Another ongoing struggle for me is that my boundaries seem really fragile. At times, I feel like my sense of self is shattered and bits of me are lying everywhere. This is a very vulnerable and threatening feeling. Boundaries are what keep you intact as a person. They let you know where you end and others begin. Having a sense of boundaries helps you know you are in control of your own behaviour. Losing those boundaries can feel like you are flowing everywhere, like spilled milk.
When I lose my boundaries, I so want someone else to be able to understand how I feel and help me put all the pieces back together. But it also feels threatening for anyone else to come too close to me. I tend to dissociate a lot during these times, which is like spacing out and not really feeling like you’re inside your body.
While others can support me in re-establishing boundaries, it seems like it has to be an inside job. I need to regain the sense of control over my own behaviour. Grounding myself and being connected with my body is important. I need to be able to define what is safe for me. It can be a long process, over the course of weeks.

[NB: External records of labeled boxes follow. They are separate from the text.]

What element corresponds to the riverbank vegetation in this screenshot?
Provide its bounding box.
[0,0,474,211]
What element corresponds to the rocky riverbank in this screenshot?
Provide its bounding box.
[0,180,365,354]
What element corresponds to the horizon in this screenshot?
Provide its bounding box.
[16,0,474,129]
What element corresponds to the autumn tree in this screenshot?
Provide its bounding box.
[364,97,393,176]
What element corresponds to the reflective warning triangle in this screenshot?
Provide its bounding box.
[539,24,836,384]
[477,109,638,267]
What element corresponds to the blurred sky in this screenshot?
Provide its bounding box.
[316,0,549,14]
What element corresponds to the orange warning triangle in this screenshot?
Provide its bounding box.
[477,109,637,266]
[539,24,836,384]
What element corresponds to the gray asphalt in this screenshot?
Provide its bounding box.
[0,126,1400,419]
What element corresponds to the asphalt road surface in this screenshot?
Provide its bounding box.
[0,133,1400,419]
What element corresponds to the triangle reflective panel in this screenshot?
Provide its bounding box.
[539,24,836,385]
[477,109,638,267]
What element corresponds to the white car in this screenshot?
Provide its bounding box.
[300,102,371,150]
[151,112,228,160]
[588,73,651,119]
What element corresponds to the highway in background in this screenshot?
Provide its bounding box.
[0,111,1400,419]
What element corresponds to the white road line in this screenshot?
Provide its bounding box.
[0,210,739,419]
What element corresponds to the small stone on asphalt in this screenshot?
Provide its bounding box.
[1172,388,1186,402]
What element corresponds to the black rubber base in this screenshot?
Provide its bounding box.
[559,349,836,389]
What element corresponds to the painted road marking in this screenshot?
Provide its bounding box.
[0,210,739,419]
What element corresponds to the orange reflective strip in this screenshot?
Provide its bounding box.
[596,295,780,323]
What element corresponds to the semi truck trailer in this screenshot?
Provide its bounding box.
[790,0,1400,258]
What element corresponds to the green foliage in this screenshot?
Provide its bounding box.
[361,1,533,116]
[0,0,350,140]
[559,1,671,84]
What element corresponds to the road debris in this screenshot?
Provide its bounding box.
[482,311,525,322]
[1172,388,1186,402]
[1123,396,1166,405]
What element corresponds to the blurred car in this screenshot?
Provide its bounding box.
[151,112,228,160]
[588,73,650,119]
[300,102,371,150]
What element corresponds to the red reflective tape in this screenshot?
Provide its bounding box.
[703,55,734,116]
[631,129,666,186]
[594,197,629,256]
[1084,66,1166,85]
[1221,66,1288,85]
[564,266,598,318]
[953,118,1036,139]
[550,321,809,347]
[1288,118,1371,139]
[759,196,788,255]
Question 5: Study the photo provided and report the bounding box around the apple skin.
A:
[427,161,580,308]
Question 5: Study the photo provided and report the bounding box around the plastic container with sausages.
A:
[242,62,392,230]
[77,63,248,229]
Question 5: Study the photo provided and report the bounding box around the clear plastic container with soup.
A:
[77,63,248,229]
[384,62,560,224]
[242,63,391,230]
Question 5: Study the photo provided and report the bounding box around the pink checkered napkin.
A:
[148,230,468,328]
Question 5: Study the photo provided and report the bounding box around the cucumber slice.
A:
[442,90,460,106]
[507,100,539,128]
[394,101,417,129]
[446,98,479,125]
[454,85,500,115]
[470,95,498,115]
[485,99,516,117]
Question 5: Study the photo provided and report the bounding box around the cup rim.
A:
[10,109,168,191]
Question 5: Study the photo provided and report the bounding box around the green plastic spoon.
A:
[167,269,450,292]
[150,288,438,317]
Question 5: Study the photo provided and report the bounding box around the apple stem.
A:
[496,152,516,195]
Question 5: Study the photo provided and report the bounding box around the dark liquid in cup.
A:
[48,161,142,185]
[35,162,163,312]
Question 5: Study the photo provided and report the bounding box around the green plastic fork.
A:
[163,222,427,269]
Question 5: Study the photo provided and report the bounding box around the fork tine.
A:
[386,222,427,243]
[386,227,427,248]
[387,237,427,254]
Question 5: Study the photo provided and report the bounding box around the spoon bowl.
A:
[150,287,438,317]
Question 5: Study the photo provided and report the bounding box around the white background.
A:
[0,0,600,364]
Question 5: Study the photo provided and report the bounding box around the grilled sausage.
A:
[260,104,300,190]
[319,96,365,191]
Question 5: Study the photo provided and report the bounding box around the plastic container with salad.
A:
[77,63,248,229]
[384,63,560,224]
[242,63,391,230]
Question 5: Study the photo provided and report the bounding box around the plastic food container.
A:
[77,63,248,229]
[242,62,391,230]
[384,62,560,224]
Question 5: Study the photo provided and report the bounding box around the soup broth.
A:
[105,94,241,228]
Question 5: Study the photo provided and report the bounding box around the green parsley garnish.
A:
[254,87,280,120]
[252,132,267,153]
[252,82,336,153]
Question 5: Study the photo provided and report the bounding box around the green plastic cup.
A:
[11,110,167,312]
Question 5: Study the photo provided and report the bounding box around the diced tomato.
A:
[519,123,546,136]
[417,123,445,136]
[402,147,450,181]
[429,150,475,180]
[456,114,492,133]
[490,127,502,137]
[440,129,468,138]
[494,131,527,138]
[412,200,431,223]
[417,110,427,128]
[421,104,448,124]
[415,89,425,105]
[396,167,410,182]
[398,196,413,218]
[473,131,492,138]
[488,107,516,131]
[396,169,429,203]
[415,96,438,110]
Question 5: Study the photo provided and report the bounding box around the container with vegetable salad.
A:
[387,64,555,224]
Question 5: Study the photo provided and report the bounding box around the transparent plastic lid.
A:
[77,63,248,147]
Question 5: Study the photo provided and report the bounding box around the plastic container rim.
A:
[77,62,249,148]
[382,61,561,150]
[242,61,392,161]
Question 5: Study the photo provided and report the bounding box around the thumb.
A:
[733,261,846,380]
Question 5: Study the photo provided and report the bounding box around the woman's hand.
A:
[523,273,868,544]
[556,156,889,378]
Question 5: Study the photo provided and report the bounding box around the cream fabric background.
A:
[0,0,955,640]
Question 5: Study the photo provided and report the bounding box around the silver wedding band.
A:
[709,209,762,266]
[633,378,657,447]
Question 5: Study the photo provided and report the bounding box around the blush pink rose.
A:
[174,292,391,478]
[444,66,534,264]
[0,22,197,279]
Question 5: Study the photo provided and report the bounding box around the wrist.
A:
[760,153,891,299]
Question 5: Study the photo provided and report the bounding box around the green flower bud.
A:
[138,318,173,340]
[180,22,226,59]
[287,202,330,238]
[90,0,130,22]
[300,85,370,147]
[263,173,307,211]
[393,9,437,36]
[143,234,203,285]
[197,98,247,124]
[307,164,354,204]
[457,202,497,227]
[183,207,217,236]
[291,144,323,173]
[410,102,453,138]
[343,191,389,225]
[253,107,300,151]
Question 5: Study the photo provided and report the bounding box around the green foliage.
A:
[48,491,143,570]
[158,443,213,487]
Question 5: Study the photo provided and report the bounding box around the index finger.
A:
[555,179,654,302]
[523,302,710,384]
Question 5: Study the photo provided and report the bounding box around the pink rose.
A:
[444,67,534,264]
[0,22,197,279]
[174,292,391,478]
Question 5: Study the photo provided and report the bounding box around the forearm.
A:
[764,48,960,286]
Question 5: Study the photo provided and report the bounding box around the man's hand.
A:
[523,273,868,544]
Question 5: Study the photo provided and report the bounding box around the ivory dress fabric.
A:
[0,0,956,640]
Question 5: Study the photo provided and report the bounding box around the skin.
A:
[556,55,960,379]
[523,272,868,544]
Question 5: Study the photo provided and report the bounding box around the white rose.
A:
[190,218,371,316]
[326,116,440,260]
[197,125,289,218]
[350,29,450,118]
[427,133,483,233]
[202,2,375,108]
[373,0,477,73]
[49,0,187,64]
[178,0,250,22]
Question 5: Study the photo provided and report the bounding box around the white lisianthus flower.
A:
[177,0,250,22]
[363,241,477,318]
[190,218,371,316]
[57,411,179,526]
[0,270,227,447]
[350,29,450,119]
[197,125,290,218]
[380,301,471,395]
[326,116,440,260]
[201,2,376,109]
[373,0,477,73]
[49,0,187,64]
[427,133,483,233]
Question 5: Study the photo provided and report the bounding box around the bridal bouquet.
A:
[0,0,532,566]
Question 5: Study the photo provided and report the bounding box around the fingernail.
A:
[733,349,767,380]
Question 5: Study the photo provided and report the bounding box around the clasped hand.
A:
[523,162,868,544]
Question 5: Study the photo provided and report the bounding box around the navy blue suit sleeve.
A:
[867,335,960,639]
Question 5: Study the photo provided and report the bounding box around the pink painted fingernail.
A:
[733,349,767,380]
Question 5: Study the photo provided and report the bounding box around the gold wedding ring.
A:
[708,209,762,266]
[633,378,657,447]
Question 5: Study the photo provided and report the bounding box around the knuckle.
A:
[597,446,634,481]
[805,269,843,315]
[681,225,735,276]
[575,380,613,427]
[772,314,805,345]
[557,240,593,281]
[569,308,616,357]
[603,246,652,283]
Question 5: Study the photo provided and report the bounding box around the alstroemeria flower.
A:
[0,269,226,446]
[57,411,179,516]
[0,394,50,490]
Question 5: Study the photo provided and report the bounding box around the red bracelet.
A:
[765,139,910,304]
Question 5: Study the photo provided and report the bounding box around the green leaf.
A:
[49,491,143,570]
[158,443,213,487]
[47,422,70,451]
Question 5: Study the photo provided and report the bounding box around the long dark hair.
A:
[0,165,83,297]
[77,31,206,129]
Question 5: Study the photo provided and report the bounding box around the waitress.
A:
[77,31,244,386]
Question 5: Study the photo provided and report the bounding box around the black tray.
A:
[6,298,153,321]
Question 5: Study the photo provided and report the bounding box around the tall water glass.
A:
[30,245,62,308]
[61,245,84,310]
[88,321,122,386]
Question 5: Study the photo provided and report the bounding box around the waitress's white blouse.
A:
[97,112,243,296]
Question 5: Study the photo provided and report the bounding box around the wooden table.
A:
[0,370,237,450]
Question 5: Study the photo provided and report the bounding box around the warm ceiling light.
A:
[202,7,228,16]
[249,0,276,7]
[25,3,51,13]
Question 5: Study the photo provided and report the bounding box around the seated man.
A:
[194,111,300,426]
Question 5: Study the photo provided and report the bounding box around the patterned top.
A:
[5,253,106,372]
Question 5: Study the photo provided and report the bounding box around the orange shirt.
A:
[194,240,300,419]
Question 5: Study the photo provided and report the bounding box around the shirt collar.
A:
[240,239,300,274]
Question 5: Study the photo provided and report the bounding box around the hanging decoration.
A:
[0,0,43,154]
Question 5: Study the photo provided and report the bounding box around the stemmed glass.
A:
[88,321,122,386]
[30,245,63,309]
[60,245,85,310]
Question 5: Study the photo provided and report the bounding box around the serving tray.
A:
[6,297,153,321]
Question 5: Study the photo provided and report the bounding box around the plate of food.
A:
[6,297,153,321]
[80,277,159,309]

When my sense of self is unstable, it helps when people in my life are clear about their boundaries with me and keep them consistent. I feel more in control of my own behaviour when I know what others expect from me. For example, knowing that my therapy session will end at the same time every week is important because then I know I can’t do things to try and extend it. It may be hard for me in the moment when people set those boundaries, but it is better in the long term. Having a consistent routine in my life also gives me the feeling that life is predictable and helps me feel more secure.
Another recurring theme to do with BPD is referred to in the Diagnostic and Statistical Manual of Mental Disorders (DSM) diagnostic criteria as, “chronic feelings of emptiness.”1 I think saying it that way makes it sound so benign. The actual experience is a lot more raw. It’s an intense kind of longing . . . as if someone you really love has died and you want them back terribly.
Even though I have created a support network for myself, sometimes I still struggle with a colossal sense of aloneness. It comes like a tidal wave and sweeps away all memory of connections to people. I may have seen someone an hour ago, but I can’t remember how it felt to be with them. This is a feeling that often leads to self-harm. Not so much the actual feeling, but the wish to avoid it or make it go away. Sometimes I self-harm to try and bring people closer so I won’t feel so empty.
The best ways I’ve found to deal with this feeling are to allow it, validate how I feel, cry and reach out to people when I can. Validation means telling myself that it makes sense to feel this way and that I have a valid reason for the emotion. It takes a lot of courage to experience such intense emptiness. But feeling things deeply also means I am capable of having really meaningful connections with people. I wouldn’t change that for anything.
About the author
Lisa Marie is recovering from BPD. She has her bachelor’s degree in psychology from Simon Fraser University. She has been an Information & Referral Volunteer with Vancouver Coastal Health for the past four years and a Consumer Contractor with the Walking to Wellness program at Midtown Mental Health Team
American Psychiatric Association. (2000). Diagnostic and statistical manual for mental disorders (4th ed., text revision). Washington, DC: Author.